The second priority comes along with it and that’s interop. And that goes like interop between not just between blockchains, but between products and services. Like, if you open a wallet and you look at it, is it all in that one wallet? Or do you need to open two different apps and cut and paste between them to get what you want to get done, or whatever. So that’s that story that I was telling you earlier, where in the future people aren’t going to know or care what blockchain it’s on, they’re just going to care about what it can get done with which assets and with which counterparties. So that’s our second strategy at the Electric Coin Company, interop.

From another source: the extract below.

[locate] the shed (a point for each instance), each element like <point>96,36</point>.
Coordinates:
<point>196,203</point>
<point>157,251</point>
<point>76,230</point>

And then the third one is building our own wallet just to push forward the state of the art of usability. I’m totally dissatisfied with how confusing, error-prone, risky, and inconvenient all the crypto apps are, well, almost all. So the Electric Coin Company is building our own user interface front-end so that we can integrate it with the back-end and find out how usable you can make this, how intuitive, how fast, how reliable. So that’s the third thing we’re doing.
CR: Very cool,… we’ll be following along on The Defiant. And then finally, to wrap up, I want to ask you, how are you defiant?
ZW: I am defiant. I have this imagination, which I get mostly from fiction. Like, have you ever read 1984?
CR: Yes.
ZW: Everyone pause this podcast and go read 1984, and then come back. 1984 by George Orwell. So, I have this really deep-seated sentiment, which is I’m just never going to love ‘big brother’. Maybe the tyrants and the criminals of the world can outplay me, maybe they can have me assassinated or something, but I’m just never going [to] submit. That’s why I’m defiant.
CR: I love it. I think a lot of The Defiant audience members are thinking on the same lines as you are, and that’s why we have crypto, luckily.
ZW: Yeah, thanks to Satoshi and Phil Zimmerman.
CR: Thanks Satoshi! <laugh>. And thanks, Zooko, it’s been a pleasure, really. Thank you so much for taking the time to chat about such important topics, I really appreciate it… We’ll be following all of your work going forward.